Кем она теперь была? Раскаявшейся преступницей, признавшей неправомочность самоистребления и опасность гордыни? Экспримадона, смирившаяся с участью хористки, или мечущаяся между светом и тьмою слабоумная пациентка, сменившая за два года с десяток психоаналитиков?
Для медиков она была трудной больной, перенесшей тяжелый нервный срыв, вследствие гибели возлюбленного и потери не только ребенка, но и надежды на возможность будущего материнство. Для родных страдалицей-неудачницей, патологически ранимой, обращение с которой требовало предельной осторожности.
Окружающие считали Алису мрачным человеком, в присутствии которого всякий ощущал неприличность собственного благополучия и жизнерадостности. Заметно было, что прошлое этой печальной и прекрасной, как надгробное изваяние, женщины омрачает трагедия, тяжесть которой она ни с кем делить не собирается. Алиса легко переносящая поверхностные светские контакты, с трудом шла на более тесное сближение с людьми, не рассчитывая на сострадание и не пытаясь скрыть свою обособленность.
По протекции бабушки, много лет дружившей с Мари-Бланш де Полиньяк дочери знаменитой Жанны Ланвен, основоположницы всемирно известной парфюмерной фирмы, Алиса Грави, покинув санаторий, начала работать в «Доме Ланвен» художницей. В Отделе «оформления и декора» числилось еще три постоянных сотрудника, кроме того, фирма в особо ответственных случаях заключала контракты с каким-либо известным художником, чье имя придавало парфюмерному шедевру особый изыск.

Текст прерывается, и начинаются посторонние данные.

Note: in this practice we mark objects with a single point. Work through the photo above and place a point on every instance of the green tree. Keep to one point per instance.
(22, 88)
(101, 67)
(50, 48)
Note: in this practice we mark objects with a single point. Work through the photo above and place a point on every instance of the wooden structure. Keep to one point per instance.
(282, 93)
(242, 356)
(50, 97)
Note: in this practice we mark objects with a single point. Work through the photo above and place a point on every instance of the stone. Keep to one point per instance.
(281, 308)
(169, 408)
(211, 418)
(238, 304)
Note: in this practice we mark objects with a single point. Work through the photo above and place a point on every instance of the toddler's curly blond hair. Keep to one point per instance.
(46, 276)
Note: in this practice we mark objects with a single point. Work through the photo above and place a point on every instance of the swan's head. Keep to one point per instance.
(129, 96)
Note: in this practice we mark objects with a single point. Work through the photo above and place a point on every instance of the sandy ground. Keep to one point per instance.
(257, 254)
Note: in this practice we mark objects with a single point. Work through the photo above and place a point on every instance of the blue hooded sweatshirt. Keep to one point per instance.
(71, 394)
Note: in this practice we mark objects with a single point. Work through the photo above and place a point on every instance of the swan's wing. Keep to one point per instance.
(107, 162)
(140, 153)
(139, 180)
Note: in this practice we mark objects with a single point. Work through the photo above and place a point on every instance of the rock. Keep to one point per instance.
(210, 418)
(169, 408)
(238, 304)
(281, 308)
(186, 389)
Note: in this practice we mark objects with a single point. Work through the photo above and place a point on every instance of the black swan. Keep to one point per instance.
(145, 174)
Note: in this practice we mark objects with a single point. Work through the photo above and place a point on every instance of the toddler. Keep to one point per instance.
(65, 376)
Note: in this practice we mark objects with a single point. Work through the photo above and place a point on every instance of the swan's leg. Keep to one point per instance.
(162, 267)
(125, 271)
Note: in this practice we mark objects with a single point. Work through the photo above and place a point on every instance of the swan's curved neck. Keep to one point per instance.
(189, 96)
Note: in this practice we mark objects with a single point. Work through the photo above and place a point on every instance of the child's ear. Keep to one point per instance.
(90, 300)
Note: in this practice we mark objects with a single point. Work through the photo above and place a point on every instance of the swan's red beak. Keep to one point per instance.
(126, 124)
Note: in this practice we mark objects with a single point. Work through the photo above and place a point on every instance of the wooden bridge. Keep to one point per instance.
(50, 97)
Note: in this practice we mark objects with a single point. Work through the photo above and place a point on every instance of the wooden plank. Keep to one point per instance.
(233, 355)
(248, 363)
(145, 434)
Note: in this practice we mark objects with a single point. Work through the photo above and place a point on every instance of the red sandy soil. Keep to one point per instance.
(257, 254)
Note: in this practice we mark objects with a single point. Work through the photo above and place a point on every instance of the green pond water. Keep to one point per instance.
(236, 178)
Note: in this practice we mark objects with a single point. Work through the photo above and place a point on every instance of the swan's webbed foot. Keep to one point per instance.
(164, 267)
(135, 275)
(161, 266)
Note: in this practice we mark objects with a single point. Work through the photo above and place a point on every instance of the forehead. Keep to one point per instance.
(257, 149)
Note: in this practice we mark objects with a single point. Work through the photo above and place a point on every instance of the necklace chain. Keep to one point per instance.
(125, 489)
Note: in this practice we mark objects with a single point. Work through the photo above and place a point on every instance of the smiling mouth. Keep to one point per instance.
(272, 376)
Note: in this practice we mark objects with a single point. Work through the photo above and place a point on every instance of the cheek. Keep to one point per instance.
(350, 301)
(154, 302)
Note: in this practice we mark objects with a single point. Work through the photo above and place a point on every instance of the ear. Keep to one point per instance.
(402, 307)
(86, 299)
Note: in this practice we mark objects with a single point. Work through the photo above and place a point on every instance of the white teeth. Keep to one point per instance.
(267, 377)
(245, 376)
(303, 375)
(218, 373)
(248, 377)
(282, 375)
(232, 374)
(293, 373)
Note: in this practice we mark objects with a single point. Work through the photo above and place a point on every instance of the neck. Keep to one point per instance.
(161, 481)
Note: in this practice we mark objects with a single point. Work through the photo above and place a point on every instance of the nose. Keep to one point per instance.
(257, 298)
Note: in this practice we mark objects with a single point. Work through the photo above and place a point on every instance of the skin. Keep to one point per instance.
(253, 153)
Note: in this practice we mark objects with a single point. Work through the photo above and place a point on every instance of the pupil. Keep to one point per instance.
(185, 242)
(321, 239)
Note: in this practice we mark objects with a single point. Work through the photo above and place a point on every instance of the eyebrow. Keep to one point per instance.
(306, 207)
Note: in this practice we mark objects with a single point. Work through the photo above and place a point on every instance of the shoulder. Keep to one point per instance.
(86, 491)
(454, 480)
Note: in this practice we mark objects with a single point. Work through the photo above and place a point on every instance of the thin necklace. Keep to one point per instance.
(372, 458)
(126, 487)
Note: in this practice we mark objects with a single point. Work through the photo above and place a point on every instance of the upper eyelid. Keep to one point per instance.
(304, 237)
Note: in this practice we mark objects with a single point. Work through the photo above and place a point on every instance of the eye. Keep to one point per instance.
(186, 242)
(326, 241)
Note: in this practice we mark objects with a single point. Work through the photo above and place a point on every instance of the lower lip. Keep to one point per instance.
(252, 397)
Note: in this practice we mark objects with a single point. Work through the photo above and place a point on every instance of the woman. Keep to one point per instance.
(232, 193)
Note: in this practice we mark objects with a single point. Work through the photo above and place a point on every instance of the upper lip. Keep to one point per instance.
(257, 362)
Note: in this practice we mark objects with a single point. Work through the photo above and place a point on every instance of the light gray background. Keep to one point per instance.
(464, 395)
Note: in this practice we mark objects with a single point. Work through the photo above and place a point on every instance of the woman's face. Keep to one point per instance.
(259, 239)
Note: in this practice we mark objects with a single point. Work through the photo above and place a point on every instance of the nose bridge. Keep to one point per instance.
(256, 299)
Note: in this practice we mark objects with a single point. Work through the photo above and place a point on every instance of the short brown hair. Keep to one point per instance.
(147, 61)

Еще в 1927 году, ко дню рождения дочери Маргариты, Жанна Ланвен, прошедшая к тому времени блистательный путь от шляпной модистки до хозяйки крупного производства, создала духи «Арпеджио», прославившие ее как парфюмера. Новые духи были названы глашатаями моды «песней радости, сочетающей грацию музыки Дебюсси с утонченностью стихов Аполинера», а эмблема известного дизайнера Поля Ириба, украсившая флалкон, стала символом процветающей фирмы. И хотя рецепт «Арпеджио» после смерти Жанны был утерян, Дом Ланвен на престижной парижской улице Буасси д'Англас вошел в список лучших европейских салонов высокой моды.
В кабинете Алисы в специальной, слегка подсвеченной из глубины нише, покоился полуметровый черный шар с золотой круглой пробкой и знаменитой эмблемой на глянцевом боку: округлыми, завихряющимися линиями Поль Ириб соединил силуэты женщины и девочки, устремленные друг к другу: Жанна Ланвен и Маргарита, взявшись за руки, навеки запечатлелись в экслибрисе «Арпеджиоо», символизируя неразрывную связь матери и дочери.